So here's Orphan's last word on Magma Taishi (Ambassador Magma), the 13-episode 1993 sci-fi OVA based (very loosely) on Tezuka Osamu's 1960's manga and tokustatsu TV series. The batch includes fixes to the first four episodes for a typo in the ED that wasn't noticed until episode five. Patches are available here. The fixes are very minor; you won't miss anything if you skip the updated episodes.
I've already expounded on my issues with Magma Taishi, particularly the way it ended. It should have hewed more closely to Tezuka Osamu's core strengths as an entertainer: strong plotting, good action sequences, and slapstick humor. Instead, it tried to be both a shounen adventure and and an environmental cautionary tale, succeeding at neither. Still, the show has its strong points. It's fast-paced and never stalls out. Even seeming diversions, like Mamoru's interaction with the Imai family, quickly move into action sequences. It has a terrific voice cast. Oohira Tooru's sneering performance as Goa is not to be missed, and Kikuchi Masami makes a suitably emo Mamoru (he is a teenager, after all). And it has a late example of the Star System, with Umemura Sayaka, girl reporter, modeled on Princess Sapphire. Do its virtues outweigh its defects? That's for you, the viewer, to decide.
For dub watchers, the English audio track is basically the same as the US dub release, with one significant exception: the US dub release includes the Japanese lyrics for the OP and ED. In the R2J DVDs, the OP and ED are instrumentals. The US dub also has English language credits and episode titles, rather than Japanese.

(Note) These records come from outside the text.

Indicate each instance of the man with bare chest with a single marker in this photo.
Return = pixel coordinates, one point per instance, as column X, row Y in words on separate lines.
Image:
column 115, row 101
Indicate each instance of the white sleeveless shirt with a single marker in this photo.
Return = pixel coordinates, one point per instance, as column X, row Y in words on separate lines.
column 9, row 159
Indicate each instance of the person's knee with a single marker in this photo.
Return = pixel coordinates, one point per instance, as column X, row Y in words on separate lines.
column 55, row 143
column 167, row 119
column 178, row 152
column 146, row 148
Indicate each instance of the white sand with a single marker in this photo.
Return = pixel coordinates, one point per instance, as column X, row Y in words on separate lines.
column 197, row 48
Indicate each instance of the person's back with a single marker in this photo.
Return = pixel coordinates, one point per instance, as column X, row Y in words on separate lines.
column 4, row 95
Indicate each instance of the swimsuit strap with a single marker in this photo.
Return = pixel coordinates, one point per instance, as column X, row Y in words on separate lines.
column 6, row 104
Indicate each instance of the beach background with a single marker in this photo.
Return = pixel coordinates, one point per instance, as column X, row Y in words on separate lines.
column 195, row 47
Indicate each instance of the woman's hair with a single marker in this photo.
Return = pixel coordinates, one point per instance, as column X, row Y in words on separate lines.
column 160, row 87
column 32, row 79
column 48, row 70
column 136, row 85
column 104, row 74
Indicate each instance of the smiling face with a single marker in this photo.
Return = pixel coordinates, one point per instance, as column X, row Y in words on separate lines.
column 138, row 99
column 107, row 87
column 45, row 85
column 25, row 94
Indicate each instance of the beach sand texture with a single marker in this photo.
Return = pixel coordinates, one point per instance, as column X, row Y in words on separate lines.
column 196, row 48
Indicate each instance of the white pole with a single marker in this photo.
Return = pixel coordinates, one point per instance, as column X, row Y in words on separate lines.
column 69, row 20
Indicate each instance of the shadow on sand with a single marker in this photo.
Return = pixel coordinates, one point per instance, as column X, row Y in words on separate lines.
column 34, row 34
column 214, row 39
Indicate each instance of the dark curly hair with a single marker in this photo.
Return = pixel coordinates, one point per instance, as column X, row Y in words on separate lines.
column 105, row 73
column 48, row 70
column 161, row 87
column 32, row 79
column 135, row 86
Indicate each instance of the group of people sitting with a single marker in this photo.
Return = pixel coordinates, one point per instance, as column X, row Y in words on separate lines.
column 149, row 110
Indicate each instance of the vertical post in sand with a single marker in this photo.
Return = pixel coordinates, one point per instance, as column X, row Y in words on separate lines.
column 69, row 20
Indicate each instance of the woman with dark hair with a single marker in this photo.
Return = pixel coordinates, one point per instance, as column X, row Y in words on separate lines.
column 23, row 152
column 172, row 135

I'd like to thank the small team of people who made the show possible:
- Translation and initial timing: Yume
- Fine timing: ImAWasteOfHair
- Editing and typesetting: yours truly
- QC: Uchuu, ImAWasteOfHair (ep 1-4), Paul Geromini (ep 5-13)
- Encoding: anonymous
I enjoyed working with them on the show to the very end.
I'll close with an image of Magma at his most imposing:
(Gotta love the hair.) Thanks for watching.
P.S. The 1960s tokustatsu TV show is available on Blu-ray in Japan.